To perform a database search, select the 'Database Search' tab, then choose a query structure based on PDB ID, SCOP domain id, or from a custom file. The output directory will be used to store results. These consist of individual alignments in compressed XML format, as well as a tab-delimited file of similarity scores and statistics. The statistics are displayed in an interactive results table, which allows the alignments to be sorted. The 'Align' column allows individual alignments to be visualized with the alignment GUI.

Be aware that this process can be very time consuming. Before starting a manual search, it is worth considering whether a pre-computed result may be available online, for instance for FATCAT-rigid or DALI. For custom files or specific domains, a few optimizations can reduce the time for a database search. Downloading PDB files is a considerable bottleneck. This can be solved by downloading all PDB files from the FTP server and setting the PDB_DIR environmental variable. This operation sped up the search from about 30 hours to less than 4 hours.

Creating alignments programmatically

The various structure alignment algorithms in BioJava implement the StructureAlignment interface, and are normally accessed through StructureAlignmentFactory. Here's an example of how to create a CE-CP alignment and print some information about it.

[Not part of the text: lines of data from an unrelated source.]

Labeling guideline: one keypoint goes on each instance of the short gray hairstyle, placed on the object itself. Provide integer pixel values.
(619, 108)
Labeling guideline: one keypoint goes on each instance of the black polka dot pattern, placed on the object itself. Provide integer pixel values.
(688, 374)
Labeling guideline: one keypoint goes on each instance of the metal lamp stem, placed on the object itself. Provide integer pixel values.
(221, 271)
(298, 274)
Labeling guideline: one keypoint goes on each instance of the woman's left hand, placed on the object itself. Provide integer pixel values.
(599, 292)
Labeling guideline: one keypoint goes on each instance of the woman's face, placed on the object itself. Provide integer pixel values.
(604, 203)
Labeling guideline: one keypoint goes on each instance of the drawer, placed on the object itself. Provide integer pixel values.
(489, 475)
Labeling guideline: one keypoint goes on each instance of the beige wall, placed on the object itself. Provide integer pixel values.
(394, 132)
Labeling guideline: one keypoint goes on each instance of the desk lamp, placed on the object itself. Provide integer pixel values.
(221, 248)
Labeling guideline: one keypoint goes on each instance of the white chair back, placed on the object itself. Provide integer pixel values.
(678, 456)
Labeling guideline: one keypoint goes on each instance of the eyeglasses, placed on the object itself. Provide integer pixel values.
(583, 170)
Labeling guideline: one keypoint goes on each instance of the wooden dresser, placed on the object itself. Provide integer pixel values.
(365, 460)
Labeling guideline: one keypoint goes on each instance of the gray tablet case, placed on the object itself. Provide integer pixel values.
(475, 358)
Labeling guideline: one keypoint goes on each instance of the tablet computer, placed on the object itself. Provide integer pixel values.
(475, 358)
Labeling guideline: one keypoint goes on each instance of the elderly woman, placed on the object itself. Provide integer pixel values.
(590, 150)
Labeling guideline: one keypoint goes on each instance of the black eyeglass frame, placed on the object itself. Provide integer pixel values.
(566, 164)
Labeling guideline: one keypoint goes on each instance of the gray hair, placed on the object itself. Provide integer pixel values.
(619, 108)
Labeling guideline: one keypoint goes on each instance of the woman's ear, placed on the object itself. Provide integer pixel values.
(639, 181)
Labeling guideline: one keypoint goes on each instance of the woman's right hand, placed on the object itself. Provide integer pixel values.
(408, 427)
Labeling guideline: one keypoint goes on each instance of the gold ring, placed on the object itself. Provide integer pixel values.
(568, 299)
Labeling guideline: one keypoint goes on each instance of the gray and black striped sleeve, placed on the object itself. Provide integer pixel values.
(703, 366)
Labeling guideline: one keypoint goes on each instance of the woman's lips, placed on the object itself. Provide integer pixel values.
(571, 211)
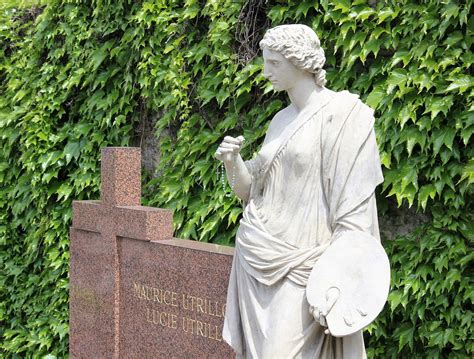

// Fetch CA atoms for the structures to be aligned
String name1 = "3cna.A";
String name2 = "2pel";
AtomCache cache = new AtomCache();
Atom[] ca1 = cache.getAtoms(name1);
Atom[] ca2 = cache.getAtoms(name2);

// Get StructureAlignment instance
StructureAlignment algorithm  = StructureAlignmentFactory.getAlgorithm(CeCPMain.algorithmName);

// Perform the alignment
AFPChain afpChain = algorithm.align(ca1,ca2);

// Print text output
System.out.println(afpChain.toCE(ca1,ca2));

To display the alignment using Jmol, use:

GuiWrapper.display(afpChain, ca1, ca2);
// Or StructureAlignmentDisplay.display(afpChain, ca1, ca2);

Note that these require that you include the structure-gui package and the Jmol binary in the classpath at runtime.

Command-line tools

Many of the alignment algorithms are available in the form of command line tools. These can be accessed through the main methods of the StructureAlignment classes. Tar bundles are also available with scripts for running CE and FATCAT.

Example:

runCE.sh -pdb1 4hhb.A -pdb2 4hhb.B -show3d

Using the command line tool it is possible to run pairwise alignments, several alignments in batch mode, or full database searches. Some additional parameters are available which are not exposed in the GUI, such as outputting results to a file in various formats.

Acknowledgements

Thanks to P. Bourne, Yuzhen Ye and A. Godzik for granting permission to freely use and redistribute their algorithms.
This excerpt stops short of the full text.